After meeting with gym administrators this week, we have eliminated the camera system from our project. Our proposal for the system up for our people counting model was rejected. We are currently waiting for approval from gym administrators with a new approach using two proximity sensors to count people entering the gym. As of now, no costs have been incurred from this change. Our schedule change is pending the approval of the two-sensor people counter from gym administrators.

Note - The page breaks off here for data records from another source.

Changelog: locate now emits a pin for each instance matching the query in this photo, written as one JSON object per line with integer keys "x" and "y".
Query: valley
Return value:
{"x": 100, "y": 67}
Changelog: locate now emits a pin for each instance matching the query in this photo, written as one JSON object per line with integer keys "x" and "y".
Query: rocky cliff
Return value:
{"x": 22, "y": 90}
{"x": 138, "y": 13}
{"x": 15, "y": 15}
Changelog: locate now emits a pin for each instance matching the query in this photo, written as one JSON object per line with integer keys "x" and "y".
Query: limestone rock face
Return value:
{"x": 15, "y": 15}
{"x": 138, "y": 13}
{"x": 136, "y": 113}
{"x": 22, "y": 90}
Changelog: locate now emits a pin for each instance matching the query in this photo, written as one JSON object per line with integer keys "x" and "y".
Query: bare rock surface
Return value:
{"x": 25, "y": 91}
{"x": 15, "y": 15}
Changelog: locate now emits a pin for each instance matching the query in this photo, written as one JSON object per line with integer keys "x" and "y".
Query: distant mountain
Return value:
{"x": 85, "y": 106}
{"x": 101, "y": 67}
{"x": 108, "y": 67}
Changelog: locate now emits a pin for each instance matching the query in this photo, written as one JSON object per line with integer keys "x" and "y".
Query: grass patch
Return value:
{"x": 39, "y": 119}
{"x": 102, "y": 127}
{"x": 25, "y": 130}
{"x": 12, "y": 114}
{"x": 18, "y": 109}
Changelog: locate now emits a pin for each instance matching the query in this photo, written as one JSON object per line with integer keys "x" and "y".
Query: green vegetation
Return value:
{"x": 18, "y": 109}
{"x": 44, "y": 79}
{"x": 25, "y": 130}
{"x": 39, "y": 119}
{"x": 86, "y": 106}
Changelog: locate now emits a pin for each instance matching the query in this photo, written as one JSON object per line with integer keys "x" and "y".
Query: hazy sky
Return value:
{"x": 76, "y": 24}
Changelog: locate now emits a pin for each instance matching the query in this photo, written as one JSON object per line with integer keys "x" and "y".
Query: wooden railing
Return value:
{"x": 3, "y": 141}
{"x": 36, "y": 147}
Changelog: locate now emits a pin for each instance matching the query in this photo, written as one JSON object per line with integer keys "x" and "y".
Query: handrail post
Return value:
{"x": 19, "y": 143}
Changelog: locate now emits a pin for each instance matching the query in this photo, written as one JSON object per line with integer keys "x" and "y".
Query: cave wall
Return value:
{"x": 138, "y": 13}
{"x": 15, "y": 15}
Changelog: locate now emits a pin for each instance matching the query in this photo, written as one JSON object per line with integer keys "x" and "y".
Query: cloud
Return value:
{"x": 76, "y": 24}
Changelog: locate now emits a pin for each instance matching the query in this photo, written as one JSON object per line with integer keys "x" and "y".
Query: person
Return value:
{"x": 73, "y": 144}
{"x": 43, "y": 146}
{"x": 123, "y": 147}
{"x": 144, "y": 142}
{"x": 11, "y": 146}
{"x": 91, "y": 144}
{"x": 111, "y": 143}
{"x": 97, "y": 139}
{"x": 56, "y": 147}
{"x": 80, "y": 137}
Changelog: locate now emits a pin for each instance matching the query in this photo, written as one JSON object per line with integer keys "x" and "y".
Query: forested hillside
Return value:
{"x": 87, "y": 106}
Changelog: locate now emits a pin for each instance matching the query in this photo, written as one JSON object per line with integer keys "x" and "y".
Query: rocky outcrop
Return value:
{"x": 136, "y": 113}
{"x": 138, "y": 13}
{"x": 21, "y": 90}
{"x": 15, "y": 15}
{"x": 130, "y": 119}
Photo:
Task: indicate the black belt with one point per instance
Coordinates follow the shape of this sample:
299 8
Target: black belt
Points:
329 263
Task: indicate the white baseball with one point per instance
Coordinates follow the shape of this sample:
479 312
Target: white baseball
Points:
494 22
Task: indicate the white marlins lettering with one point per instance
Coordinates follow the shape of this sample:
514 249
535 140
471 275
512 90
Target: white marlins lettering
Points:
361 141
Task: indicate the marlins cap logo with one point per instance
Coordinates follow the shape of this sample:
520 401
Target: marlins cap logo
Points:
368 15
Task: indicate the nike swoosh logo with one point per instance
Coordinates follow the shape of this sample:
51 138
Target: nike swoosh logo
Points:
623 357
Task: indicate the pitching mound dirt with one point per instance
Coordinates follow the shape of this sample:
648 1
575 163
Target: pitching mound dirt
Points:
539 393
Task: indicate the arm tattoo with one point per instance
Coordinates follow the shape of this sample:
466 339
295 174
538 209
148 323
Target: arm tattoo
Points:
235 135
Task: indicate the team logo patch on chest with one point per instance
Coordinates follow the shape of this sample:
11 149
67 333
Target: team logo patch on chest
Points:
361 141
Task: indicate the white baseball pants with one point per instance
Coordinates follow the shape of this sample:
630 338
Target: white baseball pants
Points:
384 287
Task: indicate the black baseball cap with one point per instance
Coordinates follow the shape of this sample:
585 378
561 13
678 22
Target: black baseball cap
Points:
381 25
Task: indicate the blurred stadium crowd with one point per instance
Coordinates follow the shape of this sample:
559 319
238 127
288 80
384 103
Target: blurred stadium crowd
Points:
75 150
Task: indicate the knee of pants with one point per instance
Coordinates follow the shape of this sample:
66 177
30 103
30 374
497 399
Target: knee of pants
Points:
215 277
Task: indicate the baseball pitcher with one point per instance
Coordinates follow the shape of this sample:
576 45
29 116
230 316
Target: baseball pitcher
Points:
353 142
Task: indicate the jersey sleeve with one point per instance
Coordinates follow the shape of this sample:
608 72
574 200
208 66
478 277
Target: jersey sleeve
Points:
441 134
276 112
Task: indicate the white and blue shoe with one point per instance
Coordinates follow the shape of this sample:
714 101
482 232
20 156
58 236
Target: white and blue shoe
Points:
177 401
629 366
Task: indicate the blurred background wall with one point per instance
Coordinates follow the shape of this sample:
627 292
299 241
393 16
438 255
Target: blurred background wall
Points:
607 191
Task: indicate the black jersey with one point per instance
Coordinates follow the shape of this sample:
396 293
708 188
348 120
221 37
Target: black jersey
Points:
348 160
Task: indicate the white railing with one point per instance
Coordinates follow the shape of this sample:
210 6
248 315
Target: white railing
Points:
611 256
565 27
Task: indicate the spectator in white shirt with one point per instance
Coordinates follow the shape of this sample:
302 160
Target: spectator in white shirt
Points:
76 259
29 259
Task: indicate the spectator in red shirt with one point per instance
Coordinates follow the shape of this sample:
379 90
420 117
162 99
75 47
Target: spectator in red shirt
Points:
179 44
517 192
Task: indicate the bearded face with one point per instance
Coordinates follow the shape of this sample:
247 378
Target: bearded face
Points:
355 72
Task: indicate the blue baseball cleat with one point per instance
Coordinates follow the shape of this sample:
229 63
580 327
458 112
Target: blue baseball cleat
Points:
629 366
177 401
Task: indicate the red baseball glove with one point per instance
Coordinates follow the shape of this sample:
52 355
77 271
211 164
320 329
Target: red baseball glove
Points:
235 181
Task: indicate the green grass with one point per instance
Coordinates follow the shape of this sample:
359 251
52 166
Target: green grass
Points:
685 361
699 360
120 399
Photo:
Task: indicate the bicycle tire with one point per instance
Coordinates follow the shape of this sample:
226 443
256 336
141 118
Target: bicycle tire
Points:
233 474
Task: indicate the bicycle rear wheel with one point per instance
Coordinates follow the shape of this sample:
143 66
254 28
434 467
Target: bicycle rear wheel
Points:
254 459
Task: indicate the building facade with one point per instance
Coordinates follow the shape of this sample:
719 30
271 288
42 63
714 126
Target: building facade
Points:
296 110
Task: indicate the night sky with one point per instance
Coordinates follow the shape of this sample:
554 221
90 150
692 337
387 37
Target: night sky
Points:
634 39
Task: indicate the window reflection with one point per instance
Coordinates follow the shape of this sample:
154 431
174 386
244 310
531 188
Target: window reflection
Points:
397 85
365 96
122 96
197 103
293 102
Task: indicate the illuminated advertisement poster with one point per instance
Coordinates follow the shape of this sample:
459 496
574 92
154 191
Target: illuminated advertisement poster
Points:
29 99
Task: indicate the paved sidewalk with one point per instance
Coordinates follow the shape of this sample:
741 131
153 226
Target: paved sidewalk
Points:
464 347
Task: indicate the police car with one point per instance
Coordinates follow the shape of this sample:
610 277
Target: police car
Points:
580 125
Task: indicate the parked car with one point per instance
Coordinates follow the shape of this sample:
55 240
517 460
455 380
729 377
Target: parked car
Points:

Right now, our biggest risk that could jeopardize our project is not getting approval for our people counting module being set up in the U.C. gym. We are managing this risk by staying in contact with UC gym administrators, and in the case we have it rejected we have data that UC gym employees have given us access to that can be used to train a rough model. We also plan on relying on surveying people on the time they use the gym in the worst-case scenario.
Part A was written by Max Adams
Considering public health, our product solution addresses the problems of overcrowding in the gym and the effects it has on aspiring and current gym goers. Current gym goers will be able to pick better times to exercise, improving their physical fitness. Our solution also applies to those who may be reluctant to go to the gym because they are anxious about it being crowded, providing a medium where they can see how crowded it is and pick times when they may feel less anxious when it is not crowded. This will help them both physiologically and psychologically, enabling them to exercise while providing the comfort of knowledge in the crowding state of the gym space.
Part B was written by Sid Sapra
Our gym tracking app meets the need for real-time insights into gym occupancy and equipment usage which allows it to have a large social impact on individuals focusing on fitness. By predicting crowd levels and machine availability, it enables users to plan their workouts efficiently, fostering a sense of community by promoting collaborative sharing of equipment. This not only streamlines the workout experience but also addresses social factors such as varying cultural attitudes towards exercise and socioeconomic backgrounds, contributing to a more inclusive and connected fitness community.
Part C was written by Derek Kim
Our solution addresses the need for efficient gym space management by displaying real-time gym occupancy data to users. By integrating sensors into gym benches and leveraging machine learning algorithms to analyze occupancy patterns, our solution optimizes the use of gym facilities and enhances the overall experience for gym-goers. However, in our specific case, this would be a service that we would be providing to CMU students which means that it is not a product that we are selling.
However, this solution can be scaled to fit the needs of commercial gyms since commercial gyms often have occupancy issues. In this case, our solution offers several economic benefits. Making real-time gym data available to consumers can help combat congestion in the gym space which will allow for an increase in gym capacity each day. Additionally, this service would be very helpful for people who are busy and need to plan their gym sessions during the day; this service would attract many more customers who often find it hard to make time to go to the gym, especially during high occupancy hours. Finally, our product would give access to historical data on gym usage which allows gym management to make more data-driven decisions to further improve their efficiency. Overall, our solution provides economic benefits by optimizing resource utilization and improving consumer experience.